Crude had fallen US$3.61 a barrel, or 3.6 per cent, over the first three days of the week, mostly due to expectations that the U.S. Federal Reserve will start phasing out its monetary stimulus, possibly starting next month. The manufacturing data overrode those concerns, at least for a day.
The eurozone's purchasing managers' index, a key gauge of growth in both the manufacturing and services sectors, rose to 51.7 points in August from 50.4 in July, according to financial information company Markit. It was the highest reading since June 2011 and supported expectations that the eurozone's recovery from recession is gaining momentum.
As for China, HSBC Corp. said the preliminary version of its monthly purchasing managers index for Chinese manufacturing rose to 50.1 for August, a sharp improvement from July's figure of 47.7.
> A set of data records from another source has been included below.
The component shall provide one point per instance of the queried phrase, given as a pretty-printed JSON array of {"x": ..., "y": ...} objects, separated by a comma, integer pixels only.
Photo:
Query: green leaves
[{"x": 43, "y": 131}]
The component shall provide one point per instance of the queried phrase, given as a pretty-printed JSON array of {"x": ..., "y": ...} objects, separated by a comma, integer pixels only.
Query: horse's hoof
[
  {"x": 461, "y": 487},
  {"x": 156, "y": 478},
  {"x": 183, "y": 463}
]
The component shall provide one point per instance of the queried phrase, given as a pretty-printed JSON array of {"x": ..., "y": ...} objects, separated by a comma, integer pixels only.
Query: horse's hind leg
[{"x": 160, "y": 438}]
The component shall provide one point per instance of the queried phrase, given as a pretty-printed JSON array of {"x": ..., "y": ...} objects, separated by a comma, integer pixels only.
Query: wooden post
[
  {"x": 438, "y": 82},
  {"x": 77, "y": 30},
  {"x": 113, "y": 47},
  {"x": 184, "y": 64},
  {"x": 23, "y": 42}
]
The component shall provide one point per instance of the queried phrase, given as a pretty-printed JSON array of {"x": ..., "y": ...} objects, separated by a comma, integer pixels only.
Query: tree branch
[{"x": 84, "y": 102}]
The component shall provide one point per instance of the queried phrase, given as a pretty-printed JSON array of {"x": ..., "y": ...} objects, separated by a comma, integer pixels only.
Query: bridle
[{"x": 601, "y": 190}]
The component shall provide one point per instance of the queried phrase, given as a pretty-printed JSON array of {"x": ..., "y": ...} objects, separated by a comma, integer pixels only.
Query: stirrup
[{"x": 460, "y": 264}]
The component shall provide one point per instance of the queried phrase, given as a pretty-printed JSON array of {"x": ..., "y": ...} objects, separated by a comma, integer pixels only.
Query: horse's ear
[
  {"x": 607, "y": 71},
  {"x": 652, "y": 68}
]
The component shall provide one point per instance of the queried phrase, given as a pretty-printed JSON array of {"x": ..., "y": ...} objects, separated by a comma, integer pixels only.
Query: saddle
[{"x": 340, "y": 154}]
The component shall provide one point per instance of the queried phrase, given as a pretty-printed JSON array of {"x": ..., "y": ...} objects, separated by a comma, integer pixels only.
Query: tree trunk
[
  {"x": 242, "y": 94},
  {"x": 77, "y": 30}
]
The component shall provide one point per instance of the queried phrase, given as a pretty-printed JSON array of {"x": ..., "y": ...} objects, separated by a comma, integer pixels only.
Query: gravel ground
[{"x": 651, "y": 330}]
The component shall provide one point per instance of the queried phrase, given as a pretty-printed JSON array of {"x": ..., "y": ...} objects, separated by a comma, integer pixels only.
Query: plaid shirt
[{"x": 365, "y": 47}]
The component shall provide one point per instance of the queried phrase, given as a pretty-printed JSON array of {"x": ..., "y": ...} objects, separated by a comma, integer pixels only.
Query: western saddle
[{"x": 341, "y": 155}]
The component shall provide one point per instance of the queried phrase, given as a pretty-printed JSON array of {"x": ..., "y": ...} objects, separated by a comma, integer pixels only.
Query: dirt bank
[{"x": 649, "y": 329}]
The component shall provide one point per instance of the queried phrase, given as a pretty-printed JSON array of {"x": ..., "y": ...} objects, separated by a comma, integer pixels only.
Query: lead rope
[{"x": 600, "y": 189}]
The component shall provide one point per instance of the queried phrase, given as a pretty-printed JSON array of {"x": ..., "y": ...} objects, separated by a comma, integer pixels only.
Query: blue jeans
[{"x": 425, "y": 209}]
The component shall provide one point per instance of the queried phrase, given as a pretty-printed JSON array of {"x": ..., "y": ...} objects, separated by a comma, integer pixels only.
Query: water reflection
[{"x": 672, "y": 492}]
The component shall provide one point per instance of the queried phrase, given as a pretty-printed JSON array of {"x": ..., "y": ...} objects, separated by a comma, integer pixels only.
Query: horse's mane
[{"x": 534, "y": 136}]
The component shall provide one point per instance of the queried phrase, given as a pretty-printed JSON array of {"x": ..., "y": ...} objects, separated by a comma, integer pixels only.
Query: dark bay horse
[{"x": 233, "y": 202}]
Elsewhere, North Sea Brent, the benchmark for international crudes, rose nine cents to US$109.90 a barrel on the ICE Futures exchange in London.
In other energy futures trading on Nymex, heating oil slipped one cent to US$3.07 a U.S. gallon (3.79 litres), wholesale gasoline gained three cents to US$2.96 a gallon and natural gas rose nine cents to US$3.55 per 1,000 cubic feet.